Blocking probe as a potential tool for detection of single nucleotide DNA mutations: design and performance

Abstract

Developing strategies to detect single nucleotide DNA mutations associated with treatment decisions in cancer patients from liquid biopsies is a rapidly emerging area of personalized medicine that requires high specificity. Here we report how to design an easy enzyme-free approach that could create a platform for detection of L858R mutation of EGFR that is a predictive biomarker of tyrosine kinase treatment in many cancers. This approach includes the addition of blocking probes with the antisense ssDNA at different blocking positions and different concentrations such as to avoid re-annealing with the respective sense ssDNA. The successful blocking strategy was corroborated by fluorescence spectroscopy in solution using two distinct FRET pairs and quartz crystal microbalance with dissipation (QCM-D) measurements under comparable experimental conditions, as the hybridization rate-limiting step in both methods is the nucleation process.
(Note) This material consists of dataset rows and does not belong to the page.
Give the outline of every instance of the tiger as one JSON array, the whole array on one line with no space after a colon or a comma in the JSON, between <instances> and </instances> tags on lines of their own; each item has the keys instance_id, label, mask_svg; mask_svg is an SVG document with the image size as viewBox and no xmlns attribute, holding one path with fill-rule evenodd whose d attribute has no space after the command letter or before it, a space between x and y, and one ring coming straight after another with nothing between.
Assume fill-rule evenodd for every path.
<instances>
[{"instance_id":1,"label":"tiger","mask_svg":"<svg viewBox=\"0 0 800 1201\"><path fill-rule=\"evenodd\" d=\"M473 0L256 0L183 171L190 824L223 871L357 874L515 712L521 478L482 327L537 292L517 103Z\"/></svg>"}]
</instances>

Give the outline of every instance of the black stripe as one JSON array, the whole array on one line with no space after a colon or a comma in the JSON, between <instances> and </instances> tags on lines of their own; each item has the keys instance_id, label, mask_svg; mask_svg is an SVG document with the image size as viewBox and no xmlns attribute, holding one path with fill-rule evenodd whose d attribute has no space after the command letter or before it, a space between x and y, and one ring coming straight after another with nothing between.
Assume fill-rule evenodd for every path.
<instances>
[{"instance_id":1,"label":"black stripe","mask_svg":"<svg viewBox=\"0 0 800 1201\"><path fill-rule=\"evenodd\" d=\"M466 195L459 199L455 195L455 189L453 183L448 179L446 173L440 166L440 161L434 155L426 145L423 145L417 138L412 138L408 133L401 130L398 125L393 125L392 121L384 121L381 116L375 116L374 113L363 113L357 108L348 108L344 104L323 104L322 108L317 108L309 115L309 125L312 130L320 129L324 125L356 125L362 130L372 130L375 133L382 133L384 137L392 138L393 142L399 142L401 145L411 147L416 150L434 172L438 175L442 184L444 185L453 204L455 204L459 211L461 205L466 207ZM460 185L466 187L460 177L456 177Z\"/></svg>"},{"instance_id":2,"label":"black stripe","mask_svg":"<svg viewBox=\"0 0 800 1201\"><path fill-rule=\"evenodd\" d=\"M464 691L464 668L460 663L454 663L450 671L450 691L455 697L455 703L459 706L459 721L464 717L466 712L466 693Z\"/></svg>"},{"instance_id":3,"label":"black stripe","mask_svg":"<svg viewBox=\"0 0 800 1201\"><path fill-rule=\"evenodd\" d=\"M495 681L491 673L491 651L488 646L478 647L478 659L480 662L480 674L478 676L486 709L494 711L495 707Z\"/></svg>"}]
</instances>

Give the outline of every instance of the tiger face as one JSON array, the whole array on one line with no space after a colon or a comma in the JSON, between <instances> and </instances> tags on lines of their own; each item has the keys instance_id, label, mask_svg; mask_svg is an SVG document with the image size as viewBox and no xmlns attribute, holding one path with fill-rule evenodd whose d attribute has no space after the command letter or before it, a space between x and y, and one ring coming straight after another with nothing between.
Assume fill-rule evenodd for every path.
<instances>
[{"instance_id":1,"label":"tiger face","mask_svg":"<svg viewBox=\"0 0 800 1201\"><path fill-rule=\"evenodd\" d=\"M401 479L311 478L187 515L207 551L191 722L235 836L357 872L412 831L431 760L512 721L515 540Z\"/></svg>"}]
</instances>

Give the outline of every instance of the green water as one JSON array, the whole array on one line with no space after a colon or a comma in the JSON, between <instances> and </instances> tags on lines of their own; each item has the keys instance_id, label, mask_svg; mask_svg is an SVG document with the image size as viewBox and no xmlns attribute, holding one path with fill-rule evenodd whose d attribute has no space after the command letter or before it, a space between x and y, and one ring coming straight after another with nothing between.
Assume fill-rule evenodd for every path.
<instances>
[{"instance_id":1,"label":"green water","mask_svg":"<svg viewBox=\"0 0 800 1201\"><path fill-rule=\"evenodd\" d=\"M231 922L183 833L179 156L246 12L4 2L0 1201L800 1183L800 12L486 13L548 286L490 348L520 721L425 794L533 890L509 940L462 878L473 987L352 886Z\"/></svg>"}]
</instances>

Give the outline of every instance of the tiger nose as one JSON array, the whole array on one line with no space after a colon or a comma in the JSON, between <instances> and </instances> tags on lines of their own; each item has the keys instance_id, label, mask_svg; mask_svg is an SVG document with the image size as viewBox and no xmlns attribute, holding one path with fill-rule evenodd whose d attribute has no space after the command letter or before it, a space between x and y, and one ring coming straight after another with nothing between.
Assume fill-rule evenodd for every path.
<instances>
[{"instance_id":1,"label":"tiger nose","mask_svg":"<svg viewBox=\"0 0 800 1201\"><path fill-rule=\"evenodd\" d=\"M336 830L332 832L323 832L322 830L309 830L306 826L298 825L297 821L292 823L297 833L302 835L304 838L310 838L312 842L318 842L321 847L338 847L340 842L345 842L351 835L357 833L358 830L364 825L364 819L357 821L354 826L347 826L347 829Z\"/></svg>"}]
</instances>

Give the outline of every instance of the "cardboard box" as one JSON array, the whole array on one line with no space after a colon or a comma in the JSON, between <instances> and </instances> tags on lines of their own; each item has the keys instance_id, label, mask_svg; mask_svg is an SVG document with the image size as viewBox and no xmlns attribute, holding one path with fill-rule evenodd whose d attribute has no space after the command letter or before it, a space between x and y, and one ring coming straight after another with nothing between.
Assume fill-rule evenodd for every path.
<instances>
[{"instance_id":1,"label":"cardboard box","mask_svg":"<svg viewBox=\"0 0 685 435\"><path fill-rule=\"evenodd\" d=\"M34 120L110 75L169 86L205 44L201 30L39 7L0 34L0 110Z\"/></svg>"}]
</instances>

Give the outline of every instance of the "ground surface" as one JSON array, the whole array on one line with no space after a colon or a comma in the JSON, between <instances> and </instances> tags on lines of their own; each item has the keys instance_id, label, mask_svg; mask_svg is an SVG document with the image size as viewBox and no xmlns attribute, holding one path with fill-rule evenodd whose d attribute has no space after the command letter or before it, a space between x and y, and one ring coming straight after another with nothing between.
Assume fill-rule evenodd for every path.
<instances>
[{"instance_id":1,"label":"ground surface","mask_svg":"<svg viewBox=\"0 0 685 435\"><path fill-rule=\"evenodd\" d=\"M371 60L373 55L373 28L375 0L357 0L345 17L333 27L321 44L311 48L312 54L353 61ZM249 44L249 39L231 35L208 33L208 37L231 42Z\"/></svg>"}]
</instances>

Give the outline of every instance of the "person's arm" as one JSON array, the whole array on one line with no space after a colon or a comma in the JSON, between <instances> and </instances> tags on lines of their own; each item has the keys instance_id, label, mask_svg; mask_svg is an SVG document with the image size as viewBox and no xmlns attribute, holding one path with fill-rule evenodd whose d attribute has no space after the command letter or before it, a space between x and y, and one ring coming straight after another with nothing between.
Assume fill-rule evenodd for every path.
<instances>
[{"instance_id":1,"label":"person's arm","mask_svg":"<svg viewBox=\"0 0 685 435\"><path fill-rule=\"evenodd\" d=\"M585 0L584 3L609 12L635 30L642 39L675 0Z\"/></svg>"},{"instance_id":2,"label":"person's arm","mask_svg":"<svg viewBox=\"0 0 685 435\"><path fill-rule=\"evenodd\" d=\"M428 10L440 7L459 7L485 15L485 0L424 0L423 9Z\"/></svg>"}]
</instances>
The efficiency of hybridization of each blocking probe was strongly dependent on its position particularly when the analyte possesses a secondary hairpin-structure. We tested the performance of blocking probes in combination with gold nanoparticles; the obtained results were in agreement with those of QCM-D. These findings could facilitate the development of better biosensors, especially those using probes containing secondary structure.